Le immagini del video mostrano chiaramente il punto esatto in cui il bus è precipitato dal cavalcavia a Mestre, causando la morte di 21 persone. Uno degli elementi al vaglio della procura di Venezia, che sta indagando sull’incidente, è la barriera di protezione che potrebbe essere obsoleta.

Le immagini evidenziano chiaramente che il guardrail si è rotto, permettendo al bus di cadere nel vuoto. Questo dettaglio cruciale sta attirando l’attenzione degli investigatori, che stanno cercando di determinare se la barriera era inadeguata o se ci sono state negligenze nella sua manutenzione.

Un’immagine satellitare del 2022 di Google Maps mostra chiaramente il tratto del cavalcavia di Mestre in cui si è verificato l’incidente.
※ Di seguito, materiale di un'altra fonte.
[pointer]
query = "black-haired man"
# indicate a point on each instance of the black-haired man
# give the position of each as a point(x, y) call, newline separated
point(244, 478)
Secondo l’assessore alla Mobilità di Venezia, Renato Boraso, la “mancanza” di un metro e cinquanta nel guardrail è in realtà un varco di accesso per motivi di sicurezza e manutenzione. Boraso spiega che questo spazio è stato creato appositamente per consentire agli operatori di accedere alla struttura per svolgere i necessari interventi di manutenzione e sicurezza.

La procura di Venezia sta analizzando attentamente tutte le prove e le testimonianze per determinare le cause esatte dell’incidente. La barriera di protezione obsoleta potrebbe essere un fattore chiave nella tragedia, ma è necessario condurre ulteriori indagini per stabilire con certezza cosa sia accaduto.

L’incidente ha scosso profondamente la comunità locale e ha sollevato preoccupazioni sulla sicurezza delle infrastrutture stradali. È fondamentale che vengano prese misure adeguate per garantire la manutenzione e la sicurezza delle barriere di protezione lungo le strade, al fine di evitare tragedie simili in futuro.

La procura di Venezia continuerà a lavorare diligentemente per scoprire la verità sull’incidente e assicurare che sia fatta giustizia per le vittime e le loro famiglie.